Now the right had seized upon the Vietnam War, too -- specifically the role, in uniform and out, of Sen. John Kerry. And to Means, it seemed just as wrong.
Means, a 55-year-old investigator for several Bakersfield law firms, was particularly annoyed by the words of one retired admiral. Roy F. "Latch" Hoffman, one of the co-founders of the pro-George W. Bush group Swift Boat Veterans for Truth, had publicly criticized Kerry, a former Swift boat commander, for having brought back stories about alleged war crimes by U.S. forces -- often carried out, Kerry said in 1971, "with the full awareness of officers at all levels."
Seemed to him, Means said, his own Swift boat crew had come close to committing a war crime themselves one day.

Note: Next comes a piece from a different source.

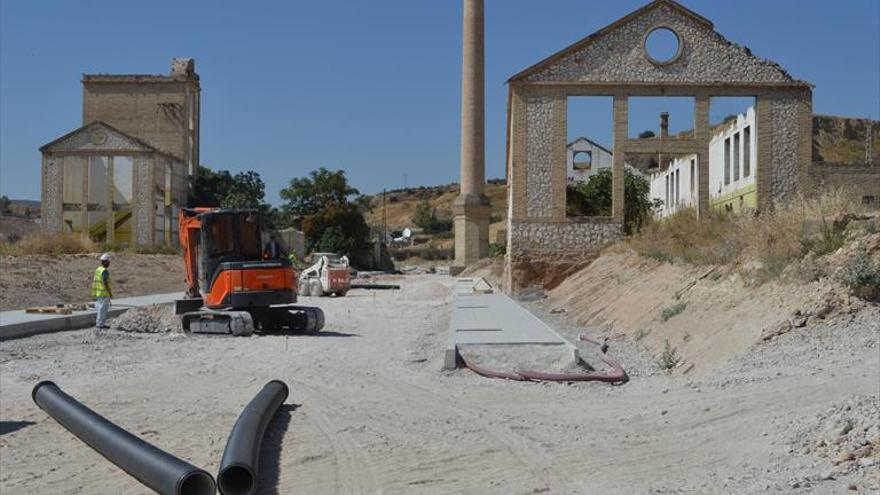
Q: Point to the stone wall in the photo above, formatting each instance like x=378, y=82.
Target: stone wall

A senior officer, hitching a ride up the coast aboard their Swift boat, had ordered the crew to fire on a small group of unarmed Vietnamese fishermen working their nets in unrestricted waters, Means said. The boat's commanding officer had refused to comply.
Was that the way the boat's commander remembered the incident too, all these years later? Means had to know.
So he got on the Internet and hunted down Thomas W.L. "Tad" McCall, the retired Navy captain who'd commanded Means' boat, PCF 88, as a newly minted ensign. Means called him.
Not only did McCall remember the day in question, and that confrontation off the coast of South Vietnam, he remembered the name of the officer who had given the command to shoot: "Latch" Hoffman himself, then a Navy captain in charge of the entire Swift boat task force in Vietnam.
The next morning Means told me the whole story. Then I called McCall myself.
McCall, now 60, remembers March 14, 1969, because it was his 25th birthday. He'd only been running a Swift boat for a few weeks, having arrived in Vietnam in January 1969, the same month as Means.